O estudo, conduzido por pesquisadores de Princeton e da Universidade de Chicago, utilizou LLMs para gerenciar 20 vagas em uma cidade fictícia. Os modelos foram instruídos a maximizar contratações bem-sucedidas ao longo de 40 rodadas, com candidatos provenientes de quatro grupos étnicos simulados. Os modelos rapidamente começaram a segregar os candidatos, baseando-se em resultados iniciais de desempenho.
Os resultados indicaram que os modelos eram mais propensos a estereotipar por grupo demográfico do que os humanos. Na escala de segregação, os modelos obtiveram um índice cerca de 65% superior ao dos participantes humanos. Segundo Ryan Liu, estudante de doutorado de Princeton, os LLMs “realmente estão ansiosos para criar generalizações a partir de dados limitados”.

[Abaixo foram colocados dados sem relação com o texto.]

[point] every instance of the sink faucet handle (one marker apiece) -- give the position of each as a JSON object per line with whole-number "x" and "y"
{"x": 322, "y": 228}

A cientista da computação Angelina Wang, de Cornell, comentou que a melhoria na memória dos chatbots pode intensificar esses vieses, pois o sistema pode “super-indexar os mesmos tipos de comportamentos que vivenciou antes”. Contudo, Liu afirmou que a imposição de valores de justiça não alterou muito o comportamento dos modelos, mas a promessa de um bônus por contratação diversa reduziu significativamente o viés.